Thursday, January 14

Still time left for BBI to get act together

At the end of the year, we read of the decision to ditch a 'phone pilot which saw Boston residents ringing a Lincoln call centre with their environmental queries. The scheme ran for 16 months and wasted almost £10,000 of taxpayers' cash before it dawned on the powers that be in Boston that people in Lincoln lacked the local knowledge to answer queries from people in Boston.
Yet again, Boston has failed to grasp the obvious and abandoned a scheme which might well have worked had the people at the Lincoln end of the line been given a day or two's training.
The business of sharing does not seem to sit well with Boston Borough Council - or more specifically with the ruling Bypass Independent Party.
After a lot of gum gnashing, the council backed away from sharing back office services with South Holland and East Lindsey District Councils - a scheme that would have saved a fortune over five years.
The problem seemed to be that because of its pathetic financial situation, the council would have had to borrow the money needed to seed the scheme, whilst our more prudent neighbours had the cash in reserve.
So one financial problem generates another, the classic spiral of decline which we see so often.

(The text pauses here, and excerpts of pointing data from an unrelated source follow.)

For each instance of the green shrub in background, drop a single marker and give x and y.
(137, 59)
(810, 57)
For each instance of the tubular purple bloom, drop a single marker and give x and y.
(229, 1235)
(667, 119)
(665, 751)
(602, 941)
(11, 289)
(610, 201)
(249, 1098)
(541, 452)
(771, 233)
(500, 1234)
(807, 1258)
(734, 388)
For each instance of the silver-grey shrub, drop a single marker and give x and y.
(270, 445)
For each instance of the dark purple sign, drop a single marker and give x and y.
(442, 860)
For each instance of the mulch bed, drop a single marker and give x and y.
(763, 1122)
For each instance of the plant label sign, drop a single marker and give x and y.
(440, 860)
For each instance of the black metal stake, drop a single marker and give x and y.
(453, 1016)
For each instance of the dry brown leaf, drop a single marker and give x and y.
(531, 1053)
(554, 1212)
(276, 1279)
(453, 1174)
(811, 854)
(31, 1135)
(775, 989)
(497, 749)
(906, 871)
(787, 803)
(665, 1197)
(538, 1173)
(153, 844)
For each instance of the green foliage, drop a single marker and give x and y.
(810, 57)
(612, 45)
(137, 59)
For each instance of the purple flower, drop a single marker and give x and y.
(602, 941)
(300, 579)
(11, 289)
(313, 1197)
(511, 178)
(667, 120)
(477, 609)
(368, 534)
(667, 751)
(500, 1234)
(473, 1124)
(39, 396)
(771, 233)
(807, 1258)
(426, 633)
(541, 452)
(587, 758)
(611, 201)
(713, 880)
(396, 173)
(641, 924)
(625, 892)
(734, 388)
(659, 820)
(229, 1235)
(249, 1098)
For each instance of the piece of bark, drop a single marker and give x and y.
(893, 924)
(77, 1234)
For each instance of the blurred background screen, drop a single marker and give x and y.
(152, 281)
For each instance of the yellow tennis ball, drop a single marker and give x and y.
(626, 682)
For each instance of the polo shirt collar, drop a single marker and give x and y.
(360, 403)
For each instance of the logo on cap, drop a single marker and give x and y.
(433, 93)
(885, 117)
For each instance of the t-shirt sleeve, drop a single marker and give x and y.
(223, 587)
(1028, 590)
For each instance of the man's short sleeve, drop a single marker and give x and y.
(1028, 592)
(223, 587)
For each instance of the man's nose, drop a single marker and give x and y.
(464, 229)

So what is it about Boston Borough Council that seems to breed failure upon failure?
In recent months we have gained a steady insight into just how fractured life is in Worst Street.
We've glimpsed snatches of e-mails that show snide and patronising attitudes by the ruling Bypass Independents towards members of the opposition parties.
We've heard of the clashes that take place away from the eyes and ears of the press and public, and apparent abuses by politicians whose job is to facilitate the work of committees, not to hamstring it.
At the heart of all this is the obvious mindset of the BBI that whatever they want is right and that there is no alternative.
They refuse to debate important issues and try to control committee representation in the way that dictators like Castro or Kim Il Sung would have applauded.
If there's any humour to be found in all this, then what's so funny as the BBI seriously seem to regard themselves as politicians.
But with the exception of their Leader, who gained a smidgen of experience with Lincolnshire County Council, the rest came untried and untested to local government and by and large are still on the starting blocks after more than two and a half years.
To free Boston from the quicksand that this sorry leadership is drowning it in needs more than an Improvement Board. It requires a fundamental change of mindset by the leadership.
Majority rule should not be regarded as a licence to ride roughshod over anyone who has the temerity to disagree with you.
The BBI has 16 months to get its act together and produce a competent, listening authority that will work in the interests of the people of Boston, rather than its own narrow and rapidly failing agenda.
But somehow, we don't think that it will.